Orang tuaku merasa harga 60 juta sudah cukup tinggi, mereka saling memandang, lalu ingin menyetujuinya.
Aku segera menghentikannya dan menawarkan harga 400 juta.
Orang tuaku terkejut dan memandangku dengan tatapan bingung, mungkin mereka mengira aku sudah gila.
Ketua kompetisi terus melakukan tawar-menawar.
Aku dengan tegas menggelengkan kepala.
Setelah tidak ada cara untuk menawar lagi, akhirnya disepakati dengan harga 400 juta.
Ketika keluar, mata ibuku terlihat merah merona, dia melihatku dengan bangga. "Anak kita, Queny, sudah dewasa."

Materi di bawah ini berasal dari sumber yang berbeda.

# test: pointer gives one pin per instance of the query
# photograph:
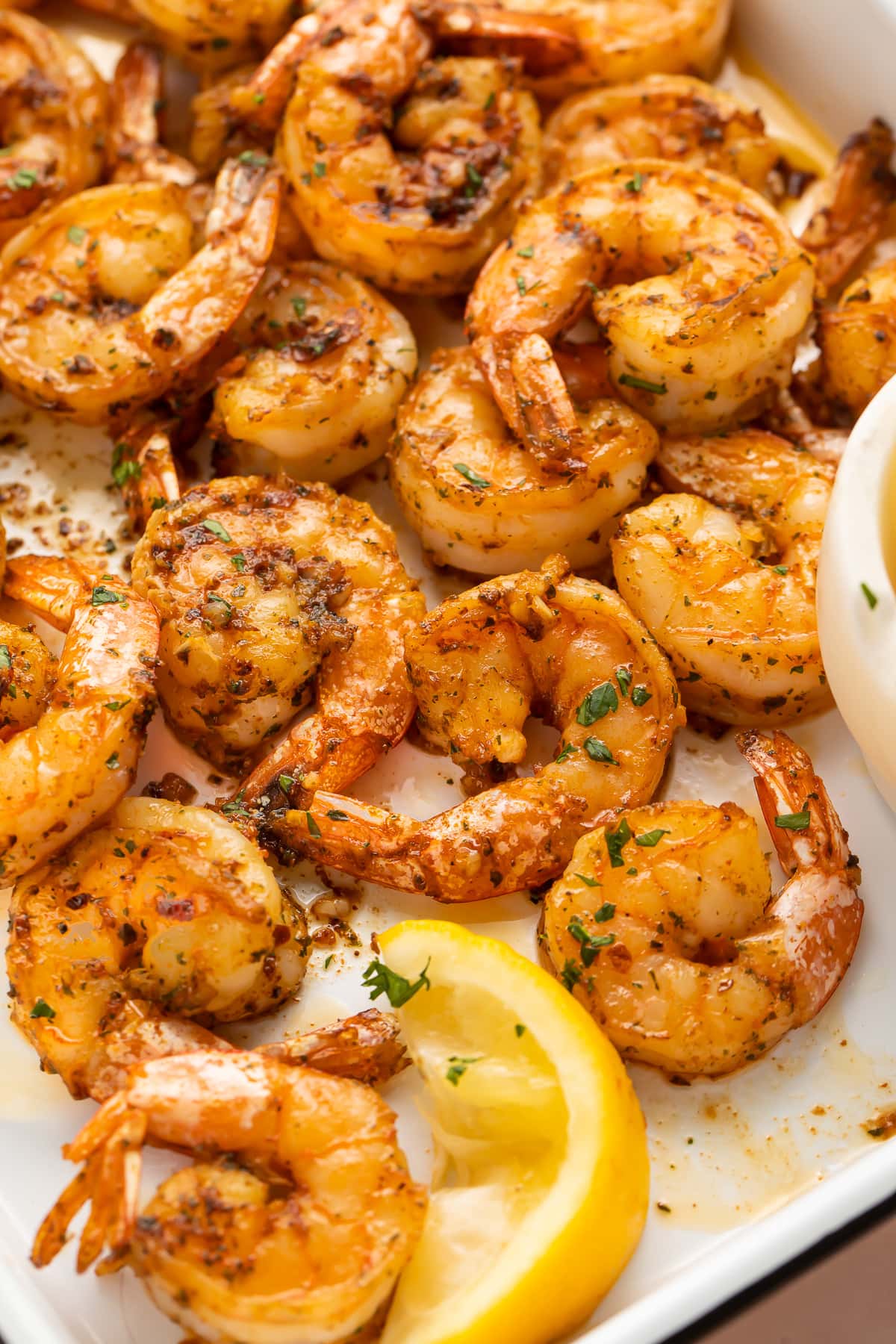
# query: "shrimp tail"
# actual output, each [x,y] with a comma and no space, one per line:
[801,818]
[366,1048]
[111,1149]
[49,585]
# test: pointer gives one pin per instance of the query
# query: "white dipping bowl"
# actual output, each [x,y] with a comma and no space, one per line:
[856,600]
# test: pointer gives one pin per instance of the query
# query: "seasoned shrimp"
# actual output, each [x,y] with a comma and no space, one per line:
[27,671]
[134,151]
[80,759]
[709,295]
[480,665]
[89,326]
[326,364]
[53,111]
[618,40]
[855,205]
[480,502]
[208,35]
[664,927]
[264,586]
[161,912]
[857,339]
[732,598]
[660,117]
[418,211]
[293,1228]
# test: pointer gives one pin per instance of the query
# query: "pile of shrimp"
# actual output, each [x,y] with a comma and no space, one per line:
[617,470]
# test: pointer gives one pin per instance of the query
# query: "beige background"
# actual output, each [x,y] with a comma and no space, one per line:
[848,1298]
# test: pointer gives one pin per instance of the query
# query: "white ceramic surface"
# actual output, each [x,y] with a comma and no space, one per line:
[856,600]
[748,1169]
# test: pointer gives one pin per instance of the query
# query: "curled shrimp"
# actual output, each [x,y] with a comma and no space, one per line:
[27,671]
[161,913]
[692,261]
[481,502]
[480,665]
[857,339]
[660,117]
[664,927]
[326,363]
[87,326]
[617,40]
[265,588]
[80,759]
[726,578]
[53,109]
[855,205]
[134,151]
[421,210]
[293,1226]
[210,37]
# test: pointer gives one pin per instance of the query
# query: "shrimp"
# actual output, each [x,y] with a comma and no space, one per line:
[134,143]
[732,600]
[208,35]
[53,108]
[480,502]
[855,205]
[326,364]
[480,663]
[161,912]
[664,927]
[618,40]
[417,213]
[87,326]
[662,117]
[60,774]
[709,296]
[27,671]
[264,586]
[293,1226]
[857,339]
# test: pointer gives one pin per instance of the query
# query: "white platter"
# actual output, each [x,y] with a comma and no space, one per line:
[780,1155]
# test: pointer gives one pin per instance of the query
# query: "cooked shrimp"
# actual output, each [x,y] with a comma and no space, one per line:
[134,151]
[564,647]
[855,205]
[294,1225]
[53,109]
[326,364]
[662,117]
[618,40]
[418,211]
[80,759]
[709,297]
[732,598]
[208,35]
[664,927]
[161,912]
[481,502]
[265,586]
[27,671]
[857,339]
[89,326]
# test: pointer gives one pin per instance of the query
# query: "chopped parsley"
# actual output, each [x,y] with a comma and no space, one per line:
[597,705]
[794,820]
[467,473]
[615,840]
[458,1065]
[642,385]
[217,529]
[381,980]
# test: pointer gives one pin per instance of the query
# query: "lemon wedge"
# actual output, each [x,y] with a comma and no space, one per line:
[541,1189]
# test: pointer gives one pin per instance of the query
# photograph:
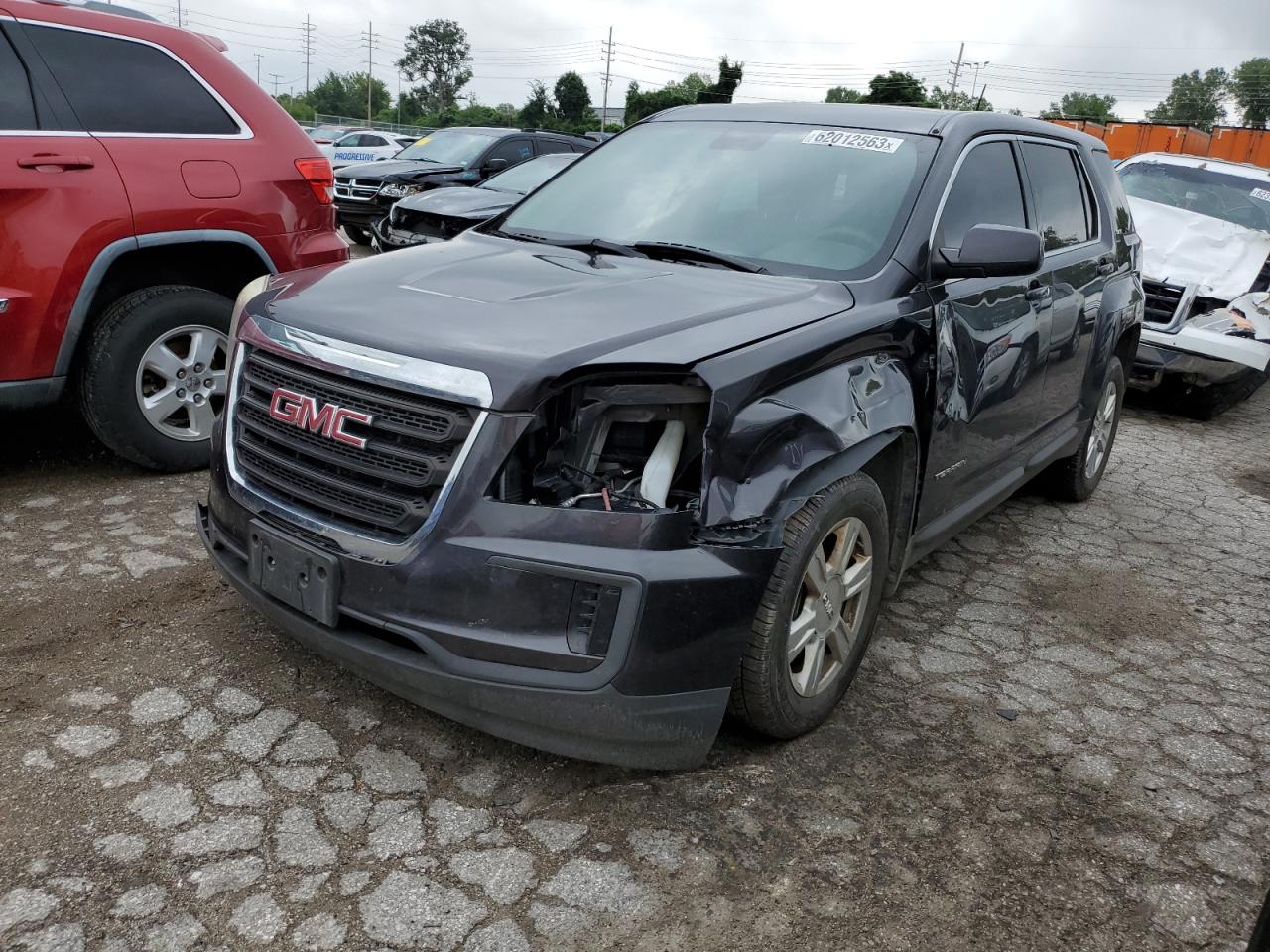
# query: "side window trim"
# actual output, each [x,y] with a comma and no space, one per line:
[244,130]
[1092,208]
[1020,171]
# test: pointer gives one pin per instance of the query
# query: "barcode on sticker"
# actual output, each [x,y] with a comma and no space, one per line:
[852,140]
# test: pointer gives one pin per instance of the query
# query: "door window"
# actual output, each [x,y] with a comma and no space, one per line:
[118,85]
[987,190]
[17,107]
[1062,198]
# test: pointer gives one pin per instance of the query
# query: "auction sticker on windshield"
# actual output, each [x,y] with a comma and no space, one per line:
[852,140]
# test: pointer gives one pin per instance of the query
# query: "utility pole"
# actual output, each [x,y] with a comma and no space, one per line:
[309,49]
[608,66]
[370,66]
[956,75]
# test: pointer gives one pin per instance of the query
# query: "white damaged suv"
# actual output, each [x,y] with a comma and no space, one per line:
[1206,231]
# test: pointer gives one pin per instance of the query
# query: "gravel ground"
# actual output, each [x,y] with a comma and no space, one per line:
[1060,740]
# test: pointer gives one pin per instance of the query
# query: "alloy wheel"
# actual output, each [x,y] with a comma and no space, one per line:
[182,382]
[830,608]
[1100,431]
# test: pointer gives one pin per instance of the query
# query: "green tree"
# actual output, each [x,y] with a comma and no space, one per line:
[1082,105]
[897,87]
[730,75]
[841,94]
[1250,87]
[959,100]
[1194,99]
[572,99]
[539,111]
[439,58]
[344,94]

Ayahku juga mendesah. "Iya, Queny sudah tumbuh besar."
Perasaan di dalam hatiku cukup campur aduk, memikirkan berbagai kejadian dari kehidupan sebelumnya, mataku juga terasa perih, aku masuk ke dalam pelukan mereka. "Ayah, Ibu ... "
Dalam perjalanan pulang, ibuku segera menelepon Bibi Silvia untuk menanyakan keadaan Gio.
Aku duduk di sebelah, jadi aku bisa mendengar Bibi Silvia di telepon dengan marah berkata, "Aduh, anak ini benar-benar membuatku kesal, dia sudah beberapa hari bermain-main di luar, ketika kutanya kenapa dia nggak ikut kompetisi, dia bilang dia nggak mau saja! Ayahnya sedang mengamuk."
Ibuku juga menghela napas. "Pasti ada sesuatu yang terjadi pada Gio, asalkan dia baik-baik saja maka nggak masalah, kamu harus berbicara baik-baik dengannya, jangan memukul atau memarahinya."
"Eh, kami tahu batasan. Kak Wanda jangan khawatir."
"Baguslah, datanglah ke rumah malam ini untuk makan, kita ingin membuat perayaan untuk Queny."
Bibi Silvia dengan ceria menjawab, "Pasti, Kak Wanda, kamu harus membuat banyak makanan enak untuk merayakan hari kemenangan Queny."
Setelah menutup telepon, ibuku melihatku dengan mata yang bersinar dan tersenyum, "Queny, malam ini kamu mau makan apa?"
"Iga bakar, ikan kukus, udang pedas ... "
Sambil berbicara, air liurku pun mengalir, aku menelan ludah beberapa kali.
Setelah pergi ke pasar untuk membeli sayuran, aku dan orang tuaku mulai memasak di rumah. Tiga anggota keluarga sibuk di dapur, suasananya cukup harmonis.